What Ever Happened to BTA?
While preparing for a lecture on insect pests, it struck me what ever happened to the black turfgrass ataenius (BTA)? The first recorded turf damage caused by BTA was reported from Minnesota in 1932. In 1969 damage was reported on two golf courses in New York, followed by reports on golf courses in Ohio around 1973. Since then BTA has occurred in most states where cool season turfgrasses are grown. Although damaging on Kentucky bluegrass and creeping bentgrass, it is annual bluegrass greens and fairways that I associate BTA with.
Photograph 1: BTA damage in the annual bluegrass green surround.
The adult BTA are small shiny black beetles (3/16th of an inch long) that are found wondering around the turf in the spring. The BTA adults lay eggs which hatch producing the damaging larvae. The C-shaped grubs are very small, growing to be approximately ¼ inch long.
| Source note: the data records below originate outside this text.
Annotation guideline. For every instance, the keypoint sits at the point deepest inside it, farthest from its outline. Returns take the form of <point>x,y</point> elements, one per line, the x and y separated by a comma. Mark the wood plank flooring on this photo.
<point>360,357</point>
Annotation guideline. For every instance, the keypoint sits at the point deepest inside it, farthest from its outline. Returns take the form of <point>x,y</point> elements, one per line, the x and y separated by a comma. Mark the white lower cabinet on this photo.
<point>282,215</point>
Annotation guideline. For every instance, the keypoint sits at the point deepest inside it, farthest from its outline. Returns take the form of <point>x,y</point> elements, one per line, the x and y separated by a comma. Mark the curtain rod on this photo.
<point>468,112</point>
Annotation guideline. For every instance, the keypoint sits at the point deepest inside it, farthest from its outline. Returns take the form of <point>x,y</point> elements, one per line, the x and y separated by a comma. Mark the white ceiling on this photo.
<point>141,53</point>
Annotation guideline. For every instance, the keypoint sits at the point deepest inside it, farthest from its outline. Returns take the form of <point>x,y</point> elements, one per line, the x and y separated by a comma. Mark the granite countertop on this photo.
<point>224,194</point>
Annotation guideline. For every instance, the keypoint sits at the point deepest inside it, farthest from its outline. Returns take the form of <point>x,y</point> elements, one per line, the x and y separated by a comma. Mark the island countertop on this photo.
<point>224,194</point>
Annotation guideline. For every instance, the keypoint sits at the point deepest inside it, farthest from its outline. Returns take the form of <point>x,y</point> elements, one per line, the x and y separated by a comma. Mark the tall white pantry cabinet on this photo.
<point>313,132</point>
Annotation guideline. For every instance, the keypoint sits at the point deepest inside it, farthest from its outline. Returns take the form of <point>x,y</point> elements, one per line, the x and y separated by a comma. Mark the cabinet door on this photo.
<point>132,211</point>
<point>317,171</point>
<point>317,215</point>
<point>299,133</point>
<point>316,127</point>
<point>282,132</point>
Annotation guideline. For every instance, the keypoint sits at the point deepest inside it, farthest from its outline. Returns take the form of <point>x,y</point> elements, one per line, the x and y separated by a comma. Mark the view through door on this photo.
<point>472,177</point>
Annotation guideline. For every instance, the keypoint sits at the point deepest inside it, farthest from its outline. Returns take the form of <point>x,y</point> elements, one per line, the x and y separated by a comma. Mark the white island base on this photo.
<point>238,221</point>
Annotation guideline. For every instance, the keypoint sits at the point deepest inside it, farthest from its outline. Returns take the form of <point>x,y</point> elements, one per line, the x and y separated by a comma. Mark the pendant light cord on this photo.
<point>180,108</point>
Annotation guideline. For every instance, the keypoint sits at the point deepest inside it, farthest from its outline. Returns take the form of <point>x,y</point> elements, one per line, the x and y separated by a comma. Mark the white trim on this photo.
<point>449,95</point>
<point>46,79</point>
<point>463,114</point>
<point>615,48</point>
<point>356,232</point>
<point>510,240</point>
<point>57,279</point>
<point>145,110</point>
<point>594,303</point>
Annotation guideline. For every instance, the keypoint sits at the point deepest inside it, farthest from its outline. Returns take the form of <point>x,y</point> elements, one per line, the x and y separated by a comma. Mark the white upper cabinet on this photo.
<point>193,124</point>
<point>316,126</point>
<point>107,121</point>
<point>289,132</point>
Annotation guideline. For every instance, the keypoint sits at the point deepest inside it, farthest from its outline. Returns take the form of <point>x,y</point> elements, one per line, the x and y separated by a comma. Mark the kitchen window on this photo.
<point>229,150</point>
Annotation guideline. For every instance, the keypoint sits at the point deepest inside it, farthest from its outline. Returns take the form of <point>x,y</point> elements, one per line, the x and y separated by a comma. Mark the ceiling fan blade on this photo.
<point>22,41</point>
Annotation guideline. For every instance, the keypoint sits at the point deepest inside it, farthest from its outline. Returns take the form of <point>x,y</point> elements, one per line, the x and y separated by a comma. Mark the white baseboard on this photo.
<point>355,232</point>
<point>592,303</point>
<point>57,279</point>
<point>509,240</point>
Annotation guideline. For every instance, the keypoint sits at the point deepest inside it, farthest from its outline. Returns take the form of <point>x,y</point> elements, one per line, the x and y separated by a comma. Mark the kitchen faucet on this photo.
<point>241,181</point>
The larvae feed on the roots of annual bluegrass producing damaging symptoms from mid-June to mid-July. If a second generation of grubs should occur damaging symptoms would appear from late August to early September.
Photograph 2: One of the original sites where BTA devasted this annual bluegrass fairway in the 1970s.
Symptoms appear as a wilting of the turf. As the grubs continue to feed the turf begins to die in irregular patches. Often symptoms are misdiagnosed as damaged or improper irrigation dispersion from sprinklers or anthracnose. The yellowish-orange irregular patches that occur in the later stages are quite similar to anthracnose injury.
Photograph 3: The BTA adult beetle present during spring.
For over thirty years, you could not manage annual bluegrass turf without being on a constant vigil for signs of BTA. Managing and controlling BTA was a popular and common topic that appeared in trade magazines and on conferences and seminars. Now you hardly ever hear a mention about it. You would think BTA was extinct.
Photograph 4: The BTA grubs that appear in mid-June through mid-July
Given that extinction is not a logical possibility, I consulted with a few entomologists. The two major reasons for a decline in complaints about BTA center around thatch management and insecticides used. BTA infest moist thatch turf especially if occurring on compacted soils. Golf course superintendents now are much more aggressive now in thatch management then they were in the 1980s and 1990s. This has resulted in a less favorable environment for BTA to cause injury.
Photograph 5: BTA grub present at the thatch/soil interface. BTA inhabit areas of high thatch/organic matter areas.
The second reason for the apparent decline is that BTA is susceptible to many of the insecticides - especially Acelepyrn – that is being used for season-long caterpillar control on the greens and surrounds.
In essence through good cultural practices and the advent of new insecticide chemistry we have taken a serious pest and reduced it to an afterthought. Too bad we can’t do that to the majority of turfgrass pests.